He didn't need to tell anyone he was being sarcastic. This debate is widely accepted by all observers as a complete disaster and a national humiliation. Jake Tapper summed it up as "a hot mess inside a dumpster fire inside a train wreck."
It was absurd and unedifying, giving us little to no idea of the policies of either candidate and the case they have to make for those policies.
Yet this in itself is clarifying.
The Epistemological Election
Just as there is no disagreement about this debate being the worst in living memory, there is no real disagreement over whose fault that is. Tapper puts it this way: "It's primarily because of President Trump, who spent the entire time interrupting, not abiding by the rules that he agreed to, lying, maliciously attacking the son of the vice president." Trump's own people are calling him feral.

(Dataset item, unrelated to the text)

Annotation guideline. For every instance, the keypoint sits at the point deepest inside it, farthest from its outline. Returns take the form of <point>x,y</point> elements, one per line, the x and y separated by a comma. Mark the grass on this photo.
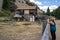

This is partly because he lost. His shouting, hectoring, constantly interrupting style went over with voters like a lead balloon. Some of Trump's supporters are now saying, "He needs to show a little more of his charm and humor" in the next debate. So all Trump has to do is to become a completely different person between now and October 15.
As I've argued elsewhere (and as I discussed with George Will earlier in the week), there is a substance to Donald Trump's style. The substance of this awful debate was epistemological.
Trump apparently decided he couldn't win the debate using reason and persuasion, so instead he just blew the whole thing up. This has been his style all along, not just in one debate, and it reflects the whole anti-intellectual style of the right in the Trump era. We have to take a look at this kind of totally worthless shoutfest and ask: Is this what we want the daily reality of our politics to look like from now on? Because if Trump wins in November, that is what our future will look like. If it seems like politicians are rewarded for this sort of thing, then whoever comes after Trump will do it, too, whether he's on the right or on the left.
No, Joe Biden is no deliberative genius. But the fact that he looks like one by comparison—the fact that the guy I used to call Senator Blowhard is the most reasonable and soft-spoken candidate—should clarify the stakes.
I'll talk below about "civic rituals," and one of those civic rituals is the presidential debate. Even if candidates spend a lot of their time appealing to the tribal loyalties of their base, they have to at least pretend to offer some kind of universal ideas and some kind of rational justification for those ideas. Tuesday's debate showed us what happens if one of the candidates stops even pretending to do that, and it raises the specter of a world in which there is no longer a place for reason in the affairs of man.
The issue here is whether our politics still has a place for speeches, debates, policy, and ideas—or whether we just yell insults at each other from here on out.
Epistemology is on the ballot. You won't quite be able to cast a positive vote in favor of rational discourse—I can't bring myself to accept Joe Biden as the representative for that cause—but you sure can cast a vote against it.